April 3rd, 2008 · No Comments

1 – 3 Month Outlook: Looking for a bottom

The next 1-3 months are critical for USD as the intense challenges facing the US economy are coming to a head. The Federal Reserve, and its global central bank partners, might have done enough to avert a financial calamity, but it is no time to declare victory. Instead, the Fed has to quickly turn its attention back to the intense downside risks from the housing market on the broader US economy. In particular, the sharp decline in US home prices continues unabated, present a distinct downside risk to US household wealth, which has been boosted by buoyant housing prices in recent years. This has clearly weighed heavily on US consumer confidence. The Conference Board’s confidence measure tends to be more sensitive to the broader macroeconomy, so its slide to 64.5 (cons: 73.5) in March clearly reflects the nervousness of consumers, who represent almost 72% of the US economy. The US economy thus still faces clear downside risks, and the Fed is struggling to manage these risks as its efforts to kickstart an economic rebound are not having any traction yet, as the financial sector has absorbed the liquidity injected rather than passing it on to Main Street. So long as these concerns are dominant, USD continues to face downside risks. That said, the steepness of the US yield curve does suggest
that the worst is hopefully almost over, setting the stage for a USD recovery that might begin during Q2. And, starting in early May US$600/person, US$1200/family cheques related to the stimulus package will start arriving.

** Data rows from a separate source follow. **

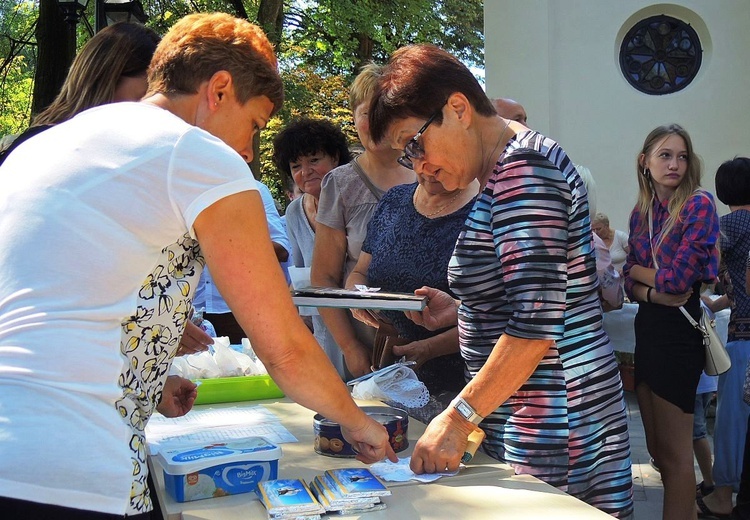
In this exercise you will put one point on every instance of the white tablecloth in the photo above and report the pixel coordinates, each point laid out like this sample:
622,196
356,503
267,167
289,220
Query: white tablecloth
619,326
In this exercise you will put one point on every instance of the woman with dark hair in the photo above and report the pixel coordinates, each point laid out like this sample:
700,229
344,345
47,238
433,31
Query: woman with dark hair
732,413
543,380
110,67
673,240
89,207
348,198
307,150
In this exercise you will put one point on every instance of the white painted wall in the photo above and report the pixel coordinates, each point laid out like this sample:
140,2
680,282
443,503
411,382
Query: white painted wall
559,58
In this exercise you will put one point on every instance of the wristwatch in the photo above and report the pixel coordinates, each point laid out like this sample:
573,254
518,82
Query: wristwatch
466,411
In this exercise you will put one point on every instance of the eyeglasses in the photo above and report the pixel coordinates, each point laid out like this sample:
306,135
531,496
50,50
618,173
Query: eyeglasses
413,150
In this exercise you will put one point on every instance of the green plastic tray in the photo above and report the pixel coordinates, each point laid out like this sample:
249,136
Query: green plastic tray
232,389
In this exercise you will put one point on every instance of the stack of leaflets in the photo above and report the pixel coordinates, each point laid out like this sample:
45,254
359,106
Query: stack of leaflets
349,491
289,499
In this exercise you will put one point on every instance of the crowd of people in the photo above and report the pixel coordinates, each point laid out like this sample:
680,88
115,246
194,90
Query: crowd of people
122,196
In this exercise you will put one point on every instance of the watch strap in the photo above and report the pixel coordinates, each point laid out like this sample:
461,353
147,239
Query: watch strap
466,411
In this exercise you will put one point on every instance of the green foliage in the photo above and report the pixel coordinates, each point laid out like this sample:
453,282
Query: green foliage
307,94
323,44
17,64
337,37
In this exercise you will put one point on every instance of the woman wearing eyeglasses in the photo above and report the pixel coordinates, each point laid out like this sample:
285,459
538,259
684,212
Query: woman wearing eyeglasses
544,384
348,197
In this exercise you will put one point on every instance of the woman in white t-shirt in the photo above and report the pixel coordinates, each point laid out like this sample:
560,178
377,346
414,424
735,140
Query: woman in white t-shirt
91,208
614,239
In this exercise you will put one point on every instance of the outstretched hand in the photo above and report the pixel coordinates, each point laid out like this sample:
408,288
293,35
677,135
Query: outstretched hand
370,442
194,339
671,300
177,397
441,310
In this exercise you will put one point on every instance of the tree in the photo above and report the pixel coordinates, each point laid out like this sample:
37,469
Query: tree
321,45
55,56
338,37
17,64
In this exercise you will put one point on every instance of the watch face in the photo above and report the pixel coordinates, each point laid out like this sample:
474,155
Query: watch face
464,409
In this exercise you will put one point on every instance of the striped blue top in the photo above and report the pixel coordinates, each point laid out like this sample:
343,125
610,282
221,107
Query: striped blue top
524,265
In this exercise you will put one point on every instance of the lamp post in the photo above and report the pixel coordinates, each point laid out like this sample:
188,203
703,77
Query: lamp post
72,10
113,11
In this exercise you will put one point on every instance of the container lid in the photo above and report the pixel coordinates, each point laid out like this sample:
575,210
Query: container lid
184,460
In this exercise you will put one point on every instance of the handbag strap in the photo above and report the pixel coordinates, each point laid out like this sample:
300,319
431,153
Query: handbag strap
691,320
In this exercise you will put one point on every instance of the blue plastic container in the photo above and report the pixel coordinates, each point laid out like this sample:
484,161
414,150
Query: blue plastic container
218,470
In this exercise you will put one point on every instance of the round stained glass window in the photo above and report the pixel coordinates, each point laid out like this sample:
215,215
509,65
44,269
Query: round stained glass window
660,55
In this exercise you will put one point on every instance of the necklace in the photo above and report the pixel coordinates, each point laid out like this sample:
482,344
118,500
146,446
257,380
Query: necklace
441,208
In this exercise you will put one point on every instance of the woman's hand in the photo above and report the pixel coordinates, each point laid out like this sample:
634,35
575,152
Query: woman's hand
670,300
358,360
365,317
441,310
177,397
442,445
194,339
418,351
370,441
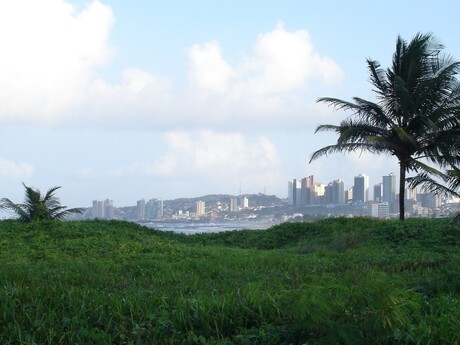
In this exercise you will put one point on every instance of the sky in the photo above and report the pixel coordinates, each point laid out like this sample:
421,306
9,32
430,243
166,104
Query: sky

6 – 12 Month Outlook: Expecting a Rebound

The 6-12 month outlook is for USD to enter a sustained upturn after a more than 5-year bear market. The shape of that recovery will depend critically on the Fed’s success in bolstering the confidence of the US consumer ensuring that the downturn is as short and shallow as possible. The presidential election to be held on Nov 7 presents a challenge to a rebound in sentiment. The Democrats will pounce on economic weakness to try to wrest control of the White House particularly if the race for the Presidency stays close through the Summer. This risks sparking an increase in protectionist rhetoric in the US, although this will likely only to increase the choppiness of an expected USD rally.